Internet Censorship in The People's Republic of China - Evasion

Evasion

Internet censorship in China is circumvented by determined parties by using proxy servers outside the firewall. VPN and SSH connections to outside mainland China are not blocked, so users may circumvent all of the censorship and monitoring of the Great Firewall if they have a secure connection method to a computer outside mainland China. However, disruptions of VPN services have been reported. Rupert Murdoch famously proclaimed that advances in communications technology posed an “unambiguous threat to totalitarian regimes everywhere” and Ai Weiwei argued that the Chinese “leaders must understand it's not possible for them to control the Internet unless they shut it off".

As the Great Firewall of China gets more sophisticated, the users are getting increasingly creative in the ways they elude the censorship such as by using analogies to discuss topics. Furthermore, users are becoming increasingly open in their mockery of them by actively using homophones to avoid censorship. Deleted sites have "been harmonized", indicating President Hu Jintao's Internet censorship under the big picture of creating a "harmonious society". For example, censors are referred to as "river crabs", because in Chinese those two words together form a homophone for "harmony". Since free hosting blog services like Blogger and Wordpress.com frequently face blockage, some China-focused services explicitly offer to change a blog's IP address within 30 minutes if it is blocked by the authorities. In July 2006, researchers at Cambridge University claim to have defeated the firewall by ignoring the TCP reset packets.

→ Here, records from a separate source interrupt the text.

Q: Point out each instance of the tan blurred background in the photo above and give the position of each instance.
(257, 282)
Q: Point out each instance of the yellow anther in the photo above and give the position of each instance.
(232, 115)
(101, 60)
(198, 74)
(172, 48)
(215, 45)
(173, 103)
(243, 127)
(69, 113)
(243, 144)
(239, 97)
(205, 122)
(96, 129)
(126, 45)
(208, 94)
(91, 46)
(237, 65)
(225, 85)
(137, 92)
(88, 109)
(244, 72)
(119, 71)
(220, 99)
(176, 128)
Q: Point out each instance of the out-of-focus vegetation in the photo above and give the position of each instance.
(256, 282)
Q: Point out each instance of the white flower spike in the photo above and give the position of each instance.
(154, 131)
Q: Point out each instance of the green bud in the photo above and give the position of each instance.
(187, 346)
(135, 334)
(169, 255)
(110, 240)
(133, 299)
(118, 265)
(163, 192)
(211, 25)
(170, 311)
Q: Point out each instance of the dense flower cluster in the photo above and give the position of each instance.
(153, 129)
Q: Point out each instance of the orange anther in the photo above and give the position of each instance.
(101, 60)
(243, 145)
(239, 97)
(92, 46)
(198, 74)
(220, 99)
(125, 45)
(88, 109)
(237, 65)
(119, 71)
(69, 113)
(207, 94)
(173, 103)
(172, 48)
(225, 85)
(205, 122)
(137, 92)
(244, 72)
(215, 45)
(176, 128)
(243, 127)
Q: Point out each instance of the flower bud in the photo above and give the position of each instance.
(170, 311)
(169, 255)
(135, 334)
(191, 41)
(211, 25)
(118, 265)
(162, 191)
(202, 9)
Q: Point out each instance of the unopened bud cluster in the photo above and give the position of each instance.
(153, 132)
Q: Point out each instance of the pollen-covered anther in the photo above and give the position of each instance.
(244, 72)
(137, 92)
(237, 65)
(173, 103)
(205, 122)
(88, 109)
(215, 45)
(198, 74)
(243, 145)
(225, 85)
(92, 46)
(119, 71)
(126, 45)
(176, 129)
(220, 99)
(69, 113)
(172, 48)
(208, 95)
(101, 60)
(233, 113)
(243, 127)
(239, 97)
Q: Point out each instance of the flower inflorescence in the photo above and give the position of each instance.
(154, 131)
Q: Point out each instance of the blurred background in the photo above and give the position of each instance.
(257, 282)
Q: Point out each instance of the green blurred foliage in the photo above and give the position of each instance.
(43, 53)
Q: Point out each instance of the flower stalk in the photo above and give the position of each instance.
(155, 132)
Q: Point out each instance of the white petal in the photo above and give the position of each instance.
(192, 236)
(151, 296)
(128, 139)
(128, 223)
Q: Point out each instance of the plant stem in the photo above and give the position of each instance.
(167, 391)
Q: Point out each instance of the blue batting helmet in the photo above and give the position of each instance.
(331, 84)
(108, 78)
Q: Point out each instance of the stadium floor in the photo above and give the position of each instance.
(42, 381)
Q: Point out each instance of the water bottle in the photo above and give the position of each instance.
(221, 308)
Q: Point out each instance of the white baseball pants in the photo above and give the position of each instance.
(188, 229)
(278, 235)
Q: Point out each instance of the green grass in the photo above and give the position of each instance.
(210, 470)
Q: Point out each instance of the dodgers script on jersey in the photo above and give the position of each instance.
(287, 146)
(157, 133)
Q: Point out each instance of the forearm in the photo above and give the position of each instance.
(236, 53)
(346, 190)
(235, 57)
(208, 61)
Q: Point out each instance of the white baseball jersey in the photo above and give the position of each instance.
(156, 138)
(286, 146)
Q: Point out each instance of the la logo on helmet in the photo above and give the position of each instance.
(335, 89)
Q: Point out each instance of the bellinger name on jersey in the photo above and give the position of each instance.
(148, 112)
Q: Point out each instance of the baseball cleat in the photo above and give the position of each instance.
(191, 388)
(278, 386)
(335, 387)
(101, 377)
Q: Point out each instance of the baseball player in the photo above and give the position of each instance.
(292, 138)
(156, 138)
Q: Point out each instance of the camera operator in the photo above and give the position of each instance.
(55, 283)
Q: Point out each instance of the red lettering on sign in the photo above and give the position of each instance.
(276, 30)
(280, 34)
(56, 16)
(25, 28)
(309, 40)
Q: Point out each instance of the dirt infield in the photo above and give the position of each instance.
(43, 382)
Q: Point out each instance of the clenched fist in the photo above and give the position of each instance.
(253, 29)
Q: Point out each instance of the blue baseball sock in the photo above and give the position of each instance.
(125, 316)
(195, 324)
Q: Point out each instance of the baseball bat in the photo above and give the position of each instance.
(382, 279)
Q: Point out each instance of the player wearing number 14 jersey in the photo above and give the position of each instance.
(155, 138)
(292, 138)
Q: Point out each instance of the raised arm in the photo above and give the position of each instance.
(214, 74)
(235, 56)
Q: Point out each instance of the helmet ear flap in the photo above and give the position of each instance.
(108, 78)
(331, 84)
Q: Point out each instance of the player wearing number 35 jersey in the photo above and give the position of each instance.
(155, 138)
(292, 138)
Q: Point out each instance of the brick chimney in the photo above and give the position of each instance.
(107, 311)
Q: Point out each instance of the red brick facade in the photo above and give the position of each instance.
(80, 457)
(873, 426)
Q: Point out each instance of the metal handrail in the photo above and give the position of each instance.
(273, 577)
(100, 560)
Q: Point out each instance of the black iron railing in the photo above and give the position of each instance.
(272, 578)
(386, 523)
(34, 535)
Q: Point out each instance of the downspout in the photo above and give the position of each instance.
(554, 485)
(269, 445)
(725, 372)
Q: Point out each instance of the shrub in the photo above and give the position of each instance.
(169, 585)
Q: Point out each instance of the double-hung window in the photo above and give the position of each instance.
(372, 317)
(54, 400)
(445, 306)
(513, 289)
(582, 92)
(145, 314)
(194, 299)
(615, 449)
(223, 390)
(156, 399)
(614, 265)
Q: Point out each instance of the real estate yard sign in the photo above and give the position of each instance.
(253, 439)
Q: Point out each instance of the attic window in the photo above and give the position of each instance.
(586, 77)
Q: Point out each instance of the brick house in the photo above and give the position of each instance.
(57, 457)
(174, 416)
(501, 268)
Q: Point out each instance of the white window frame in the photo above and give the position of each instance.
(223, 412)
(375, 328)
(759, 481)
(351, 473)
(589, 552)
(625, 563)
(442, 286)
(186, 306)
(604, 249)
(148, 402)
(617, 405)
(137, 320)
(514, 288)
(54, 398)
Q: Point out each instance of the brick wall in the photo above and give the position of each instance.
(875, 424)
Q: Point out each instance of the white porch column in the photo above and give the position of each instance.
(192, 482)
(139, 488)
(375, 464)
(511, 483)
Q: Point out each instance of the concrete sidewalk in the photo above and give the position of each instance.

The Tor anonymity network was and is subject to blocking by China's Great Firewall. The Tor website is blocked when accessed over HTTP but it is reachable over HTTPS so it is possible for users to download the Tor Browser Bundle. The Tor network maintains a public list of approximately 3000 relays which are almost all blocked. In addition to the public relays, Tor maintains so called bridges which are non-public relays. Their purpose is to help censored users reach the Tor network. The Great Firewall is dynamically blocking these bridges by looking for their TLS fingerprint. According to a research paper published in April 2012, the block can be circumvented by using packet fragmentation or the Tor obfsproxy bundle in combination with private obfsproxy bridges.

It was common in the past to use Google's cache feature to view blocked websites. However, this feature of Google seems to be under some level of blocking, as access is now erratic and does not work for blocked websites. Currently the block is mostly circumvented by using proxy servers outside the firewall, and is not difficult to carry out for those determined to do so. Some well-known proxy servers have also been blocked. Some Chinese citizens used the Google mirror elgooG after China blocked Google.

Moreover, net surfers come up with many more technical ways to get around with the Great Wall of China. Haystack is "a free proxy-like system that hides the user's traffic inside a continuous stream of innocent-looking requests. It also uses encryption, so people can get at any site without drawing attention to themselves". Steganography is a "practice of embedding useful data in what looks like something irrelevant. The text of a document can be broken into its constituent bytes, which are added to the pixels of an apparently innocent picture. The effect is barely visible on the picture, but the recipient can extract it with the right software".